Ses sept symphonies constituent à cet égard un bon résumé de son parcours créateur. La toute première, la « Classique », a été écrite dans l’esprit de Haydn. Mais, dès la deuxième, « De fer et d’acier », le langage se veut résolument moderne. Pourtant, au bout de quelques décennies, le musicien fait marche arrière. « Bien sûr, j’ai employé des dissonances, autrefois, mais il y en avait trop. La dissonance constituait pour Bach le sel de la musique. D’autres ont ajouté du poivre et de plus en plus d’épices dans leurs plats jusqu’à ce que les estomacs les plus résistants en deviennent malades », confesse-t-il.
Sa cinquième symphonie appartient à ce retour vers un langage nettement moins « pimenté ». Écrite en 1944, alors que la défaite allemande face à l’écrasante armée russe semblait imminente, elle est empreinte d’une certaine sérénité.
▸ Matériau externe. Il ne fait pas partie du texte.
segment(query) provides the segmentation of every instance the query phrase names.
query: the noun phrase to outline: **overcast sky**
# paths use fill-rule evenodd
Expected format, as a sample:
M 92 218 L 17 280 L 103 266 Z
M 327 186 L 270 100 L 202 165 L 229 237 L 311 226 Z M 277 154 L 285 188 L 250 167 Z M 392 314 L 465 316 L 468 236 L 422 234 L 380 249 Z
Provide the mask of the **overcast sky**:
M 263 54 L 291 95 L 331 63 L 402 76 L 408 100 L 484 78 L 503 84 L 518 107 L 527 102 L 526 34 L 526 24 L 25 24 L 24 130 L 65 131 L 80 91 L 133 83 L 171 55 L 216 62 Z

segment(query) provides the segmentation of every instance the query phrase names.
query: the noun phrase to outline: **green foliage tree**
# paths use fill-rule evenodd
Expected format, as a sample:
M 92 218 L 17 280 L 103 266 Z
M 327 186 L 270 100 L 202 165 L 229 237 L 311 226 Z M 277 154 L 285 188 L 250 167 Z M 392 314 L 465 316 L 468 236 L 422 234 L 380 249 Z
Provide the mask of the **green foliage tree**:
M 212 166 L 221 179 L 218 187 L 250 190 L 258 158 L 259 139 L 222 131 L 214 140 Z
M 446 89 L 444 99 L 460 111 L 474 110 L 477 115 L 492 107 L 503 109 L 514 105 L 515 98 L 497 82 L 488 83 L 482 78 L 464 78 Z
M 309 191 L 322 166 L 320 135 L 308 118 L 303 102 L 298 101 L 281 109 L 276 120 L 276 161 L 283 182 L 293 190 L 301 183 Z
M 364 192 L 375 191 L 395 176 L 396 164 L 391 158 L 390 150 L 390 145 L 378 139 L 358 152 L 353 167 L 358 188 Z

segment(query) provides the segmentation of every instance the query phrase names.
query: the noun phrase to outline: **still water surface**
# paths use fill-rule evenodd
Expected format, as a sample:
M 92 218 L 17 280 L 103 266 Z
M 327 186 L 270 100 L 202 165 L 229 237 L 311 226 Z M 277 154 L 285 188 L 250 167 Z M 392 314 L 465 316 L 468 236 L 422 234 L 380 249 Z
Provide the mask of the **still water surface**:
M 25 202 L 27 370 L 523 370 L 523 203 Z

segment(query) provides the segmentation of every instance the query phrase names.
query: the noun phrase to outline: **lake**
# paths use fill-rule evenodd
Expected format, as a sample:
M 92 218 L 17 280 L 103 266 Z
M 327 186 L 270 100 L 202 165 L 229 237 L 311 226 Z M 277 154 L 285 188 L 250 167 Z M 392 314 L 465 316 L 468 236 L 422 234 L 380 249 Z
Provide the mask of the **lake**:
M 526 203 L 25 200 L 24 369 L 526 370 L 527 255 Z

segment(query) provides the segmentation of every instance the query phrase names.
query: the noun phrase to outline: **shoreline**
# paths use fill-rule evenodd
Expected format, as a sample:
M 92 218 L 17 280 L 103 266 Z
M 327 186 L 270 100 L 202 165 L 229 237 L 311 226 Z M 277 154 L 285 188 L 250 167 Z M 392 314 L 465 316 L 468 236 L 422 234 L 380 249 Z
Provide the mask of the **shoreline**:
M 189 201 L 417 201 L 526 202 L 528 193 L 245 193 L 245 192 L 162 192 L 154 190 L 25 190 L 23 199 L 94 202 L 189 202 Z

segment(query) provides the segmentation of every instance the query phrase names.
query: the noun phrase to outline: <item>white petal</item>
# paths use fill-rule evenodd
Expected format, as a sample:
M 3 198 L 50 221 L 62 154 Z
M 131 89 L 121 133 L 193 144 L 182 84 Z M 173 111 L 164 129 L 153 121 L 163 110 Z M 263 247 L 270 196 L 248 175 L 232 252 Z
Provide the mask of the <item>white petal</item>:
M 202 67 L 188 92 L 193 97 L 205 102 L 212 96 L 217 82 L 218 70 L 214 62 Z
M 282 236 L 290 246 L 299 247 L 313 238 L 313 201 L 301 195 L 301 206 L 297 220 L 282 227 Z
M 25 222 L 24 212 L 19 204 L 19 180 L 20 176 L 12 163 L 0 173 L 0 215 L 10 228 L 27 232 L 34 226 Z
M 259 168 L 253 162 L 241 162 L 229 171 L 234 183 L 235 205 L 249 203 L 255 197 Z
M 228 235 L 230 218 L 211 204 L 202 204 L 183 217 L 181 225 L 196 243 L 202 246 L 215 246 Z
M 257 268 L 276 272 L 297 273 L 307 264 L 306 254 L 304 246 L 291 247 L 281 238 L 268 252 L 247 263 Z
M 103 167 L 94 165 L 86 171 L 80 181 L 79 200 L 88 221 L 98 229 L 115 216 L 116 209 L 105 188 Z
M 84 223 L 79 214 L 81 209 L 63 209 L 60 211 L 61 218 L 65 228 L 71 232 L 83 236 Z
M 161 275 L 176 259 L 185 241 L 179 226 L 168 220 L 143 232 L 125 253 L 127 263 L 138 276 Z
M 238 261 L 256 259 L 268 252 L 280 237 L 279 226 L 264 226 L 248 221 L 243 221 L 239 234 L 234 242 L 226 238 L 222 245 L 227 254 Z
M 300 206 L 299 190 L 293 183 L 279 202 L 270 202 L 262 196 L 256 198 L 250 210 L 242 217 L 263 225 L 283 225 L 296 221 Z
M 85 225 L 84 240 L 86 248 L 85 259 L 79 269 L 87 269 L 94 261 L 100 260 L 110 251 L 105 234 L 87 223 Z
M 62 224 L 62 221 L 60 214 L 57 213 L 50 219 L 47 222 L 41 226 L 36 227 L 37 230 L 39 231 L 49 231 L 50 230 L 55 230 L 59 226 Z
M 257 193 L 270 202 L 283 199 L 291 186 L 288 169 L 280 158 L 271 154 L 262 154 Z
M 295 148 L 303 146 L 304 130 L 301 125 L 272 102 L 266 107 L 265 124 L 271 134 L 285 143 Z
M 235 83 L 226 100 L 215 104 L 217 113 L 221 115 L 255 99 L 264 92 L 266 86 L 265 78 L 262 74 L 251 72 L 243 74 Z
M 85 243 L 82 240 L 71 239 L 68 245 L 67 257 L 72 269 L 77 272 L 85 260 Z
Ce sentiment s’avère justifié puisque l’armée nazie capitule quelques mois après sa création sous la direction du compositeur à Moscou, le 13 janvier 1945.
« Elle couronne, en quelque sorte, toute une grande période de mon travail, je l’ai pensée comme une œuvre glorifiant l’âme humaine… Dans la cinquième symphonie, j’ai voulu chanter l’homme libre et heureux, sa force, sa générosité et la pureté de son âme. Je ne peux dire que j’ai choisi ce thème : il est né en moi et devait s’exprimer. »
–Sergueï Prokofiev
Cette impressionnante Symphonie no 5 comporte, en plus des effectifs du grand orchestre, une partie de piano et une importante section de percussions. Quatre thèmes entendus de façon rapprochée forment la trame du premier mouvement. Le développement de ces thèmes nous fait passer de la légèreté la plus diaphane à une violence sonore parfois inouïe. Une longue et brillante conclusion, avec trémolos au piano, met un terme à ce mouvement opulent tant par son contenu que par sa généreuse orchestration.
Suit un Scherzo animé, plein d’humour et de sarcasme. L’industrieuse agitation des premières minutes cède à une section plus lyrique, tout en conservant une touche d’ironie. La pièce se laisse emporter dans un tourbillon dominé par des cuivres échevelés et les dernières mesures viennent se fracasser brutalement sur le dernier accord.
L’Adagio énonce une longue mélodie mélancolique avant que l’orchestre ne hurle brièvement, pour ensuite retomber dans la nostalgie. En guise de finale, Prokofiev nous offre un rafraîchissant Allegro giocoso (joyeux) qui débute timidement, puis s’éveille et s’élance avec vivacité et fougue. Tout ce mouvement a des allures de fête, tantôt joyeuse, tantôt grinçante, où chaque instrument semble vouloir entrer dans la danse. La farandole entraîne la masse orchestrale tout entière vers un feu d’artifice éblouissant.